In the six months ended September 30, 2004, we used $32.0 million of net
cash for financing activities compared to net cash used of $9.2 million in the
six months ended September 30, 2003. We reduced debt by $31.6 million through
cash generated from operations. We also received $1.0 million of cash from the
exercise of stock warrants.

Indebtedness
At September 30, 2004, our total indebtedness was $12.7 million, a decrease
of $31.6 million from March 31, 2004. Our primary source of financing is our
cash generated from operations supplemented by borrowings under the Credit
Agreement.

The Credit Agreement that we entered into on June 28, 2004 provides for
maximum borrowings of $200 million with a maturity date of June 28, 2008. In
consideration for the Credit Agreement, we incurred fees and expenses of
approximately $1.4 million.

The Credit Agreement is a revolving credit and letter of credit facility
that supports our working capital requirements and is also available for general
corporate purposes.
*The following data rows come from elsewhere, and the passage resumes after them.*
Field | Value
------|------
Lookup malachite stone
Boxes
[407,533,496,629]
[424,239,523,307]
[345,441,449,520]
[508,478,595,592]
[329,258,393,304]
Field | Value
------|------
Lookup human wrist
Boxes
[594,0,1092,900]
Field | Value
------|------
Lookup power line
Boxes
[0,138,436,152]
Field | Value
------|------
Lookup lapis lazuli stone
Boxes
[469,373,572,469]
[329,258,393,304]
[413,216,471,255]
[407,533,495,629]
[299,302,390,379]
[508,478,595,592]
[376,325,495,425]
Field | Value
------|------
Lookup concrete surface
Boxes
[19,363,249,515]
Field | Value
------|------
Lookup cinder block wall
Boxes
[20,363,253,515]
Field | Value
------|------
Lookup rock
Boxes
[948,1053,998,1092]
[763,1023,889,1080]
Borrowing costs are based on variable rates tied to the
prime rate plus a margin or the London Interbank Offered Rate ("LIBOR") plus a
margin. The margin is based on our leverage ratio (as defined in the Credit
Agreement) as determined for the trailing four fiscal quarters. Based on our
current leverage ratio, our LIBOR and prime rate margins are 125 basis points
and 0 basis points, respectively, beginning November 1, 2004.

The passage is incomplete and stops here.